For example, in the case of SPT (Single Point Injection), fuel is injected upstream of the throttle valve, so it is only necessary to set the fuel injection amount corresponding to the amount of air passing through the throttle. Even with this method, it is necessary to set the amount of air actually taken in by the engine (actual intake air amount).

As a result, the ignition timing during the transient period is calculated by uniquely averaging the output of the intake air amount sensor.
If the basic fuel quantity Tp determined based on This will lead to deterioration of emissions.

For example, JP-A-61-229954, JP-A-62-
2 6 5 4. 4 Publication No. 9 states that the intake system of the engine is replaced with an electrical equivalent circuit, the amount of intake air actually taken into the engine is estimated even during transient periods, and this estimated value is used for ignition timing control. However, this technique involves simply replacing the engine intake system with an electrical equivalent circuit, indirectly estimating the intake air h± per cycle that is actually drawn into the engine, and calculating this estimated value.
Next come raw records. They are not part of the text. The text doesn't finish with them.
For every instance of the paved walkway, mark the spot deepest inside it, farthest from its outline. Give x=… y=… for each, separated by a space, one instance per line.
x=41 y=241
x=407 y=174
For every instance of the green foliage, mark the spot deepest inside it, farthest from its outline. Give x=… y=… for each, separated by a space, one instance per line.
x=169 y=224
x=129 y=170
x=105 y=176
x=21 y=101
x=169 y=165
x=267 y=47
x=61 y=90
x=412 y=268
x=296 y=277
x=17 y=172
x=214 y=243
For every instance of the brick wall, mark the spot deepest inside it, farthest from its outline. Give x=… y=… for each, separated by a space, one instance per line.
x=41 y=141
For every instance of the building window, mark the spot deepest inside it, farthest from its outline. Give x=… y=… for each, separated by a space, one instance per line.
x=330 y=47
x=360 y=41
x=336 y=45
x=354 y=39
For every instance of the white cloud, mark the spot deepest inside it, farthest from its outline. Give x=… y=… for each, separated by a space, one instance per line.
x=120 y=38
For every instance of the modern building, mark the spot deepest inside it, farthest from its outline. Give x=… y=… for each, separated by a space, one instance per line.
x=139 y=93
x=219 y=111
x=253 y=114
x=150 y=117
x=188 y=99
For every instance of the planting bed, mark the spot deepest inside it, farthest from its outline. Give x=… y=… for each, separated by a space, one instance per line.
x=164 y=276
Since it is used for ignition timing control, there is a limit to how well this estimated value can be used to appropriately control the ignition timing during transient times.

Also, for example, in Japanese Patent Application Laid-Open No. 62-261645,
Calculate the pressure downstream of the throttle valve from a function based on the distance between the valves and the air under atmospheric pressure measured by an air flow meter > Mfi, and calculate the time derivative of this pressure and the pressure downstream of the throttle valve. From the volumes of the chamber and intake pipe, find the amount of air filling in the chamber downstream of the throttle valve and the intake pipe during a transient period, and subtract the amount of filling air from the air flow rate measured with the air flow meter. A technique for estimating the actual intake air amount of an engine has been disclosed, but this prior art only estimates the actual intake air amount of the engine based on the throttle valve opening. When used for ignition timing control, there is a limit to optimally controlling ignition timing during transient times.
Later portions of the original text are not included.